Earlier this year, the chair of Massachusetts' Department of Public Utilities was frank about her state’s need to come up with new solutions to unlock energy efficiency.

“We haven’t really tapped the opportunity” to bring efficiency to the demand side, said chairperson Ann Berwick.

New data from Retroficiency shows one domain where huge opportunity lies: commercial lighting.

 

 

Massachusetts and its capital city, Boston, are front-runners in energy efficiency. Boston tops the ranks of the American Council for an Energy-Efficient Economy’s City Energy Efficiency Scorecard, and the city also has an aggressive climate action plan to cut citywide greenhouse gas emissions 80 percent by 2050.

But even Boston could go much further. Retroficiency developed energy models for nearly 17,000 commercial buildings in Boston that spend more than $1 billion annually on energy.

The model, which is part of Retroficiency's building genome project, found that if every large hotel, retail and office building put in advanced lighting controls, they could save a combined total of $27 million every year.

The savings did not come from switching to more efficient lighting, such as LEDs, which could save even more. Instead, Retroficiency focused on modeling the outcomes of improving controls, such as having office lights on a schedule, but it did not prescribe specific controls to achieve that outcome.
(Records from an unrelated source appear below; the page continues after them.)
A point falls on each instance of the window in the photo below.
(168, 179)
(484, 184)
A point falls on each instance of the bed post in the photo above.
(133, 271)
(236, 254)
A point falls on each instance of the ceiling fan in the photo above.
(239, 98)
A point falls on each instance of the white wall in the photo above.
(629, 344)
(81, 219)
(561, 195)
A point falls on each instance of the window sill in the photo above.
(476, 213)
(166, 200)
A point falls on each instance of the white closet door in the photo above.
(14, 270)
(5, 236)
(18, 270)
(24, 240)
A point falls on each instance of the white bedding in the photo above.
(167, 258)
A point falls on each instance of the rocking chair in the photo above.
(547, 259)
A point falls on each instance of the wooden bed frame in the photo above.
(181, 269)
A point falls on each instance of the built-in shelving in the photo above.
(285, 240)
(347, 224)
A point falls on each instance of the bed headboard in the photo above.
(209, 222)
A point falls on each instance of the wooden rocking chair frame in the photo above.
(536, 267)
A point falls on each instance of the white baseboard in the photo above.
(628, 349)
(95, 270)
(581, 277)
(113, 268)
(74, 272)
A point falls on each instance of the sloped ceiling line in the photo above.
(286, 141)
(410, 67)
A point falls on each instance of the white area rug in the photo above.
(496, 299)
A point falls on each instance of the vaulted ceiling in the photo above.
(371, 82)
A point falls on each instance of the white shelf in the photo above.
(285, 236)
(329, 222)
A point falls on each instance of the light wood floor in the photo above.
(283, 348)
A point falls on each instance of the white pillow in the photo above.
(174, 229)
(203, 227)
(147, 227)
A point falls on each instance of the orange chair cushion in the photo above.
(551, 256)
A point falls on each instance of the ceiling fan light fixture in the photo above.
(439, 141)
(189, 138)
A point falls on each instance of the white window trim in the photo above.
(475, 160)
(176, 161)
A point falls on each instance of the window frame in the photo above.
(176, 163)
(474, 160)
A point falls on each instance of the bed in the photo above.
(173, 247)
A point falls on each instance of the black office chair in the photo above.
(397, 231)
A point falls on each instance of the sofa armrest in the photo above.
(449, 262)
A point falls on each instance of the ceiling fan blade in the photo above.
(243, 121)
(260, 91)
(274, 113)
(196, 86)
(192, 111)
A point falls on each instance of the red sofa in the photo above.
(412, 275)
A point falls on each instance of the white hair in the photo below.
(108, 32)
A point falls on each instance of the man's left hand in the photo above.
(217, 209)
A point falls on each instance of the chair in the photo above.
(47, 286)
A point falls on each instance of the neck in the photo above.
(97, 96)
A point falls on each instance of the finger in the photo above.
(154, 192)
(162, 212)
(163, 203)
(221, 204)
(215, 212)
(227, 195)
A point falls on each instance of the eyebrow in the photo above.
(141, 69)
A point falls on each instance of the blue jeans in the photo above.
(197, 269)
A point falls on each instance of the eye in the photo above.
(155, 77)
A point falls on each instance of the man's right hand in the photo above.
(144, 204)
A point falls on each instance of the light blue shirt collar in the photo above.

The global market for lighting controls through 2020 will grow 12 percent annually, according to a report from Memoori. The lighting controls market is expected to reach $5 billion by 2020.

But for most businesses looking at efficiency, the continued drop in LED prices makes them a more attractive choice when considering a switch to controllable lights. Installing LED lights, along with controls and sensors, can save commercial customers up to 90 percent on lighting costs.

If the buildings modeled by Retroficiency instead installed advanced lighting and controls, the savings could go far beyond $27 million annually.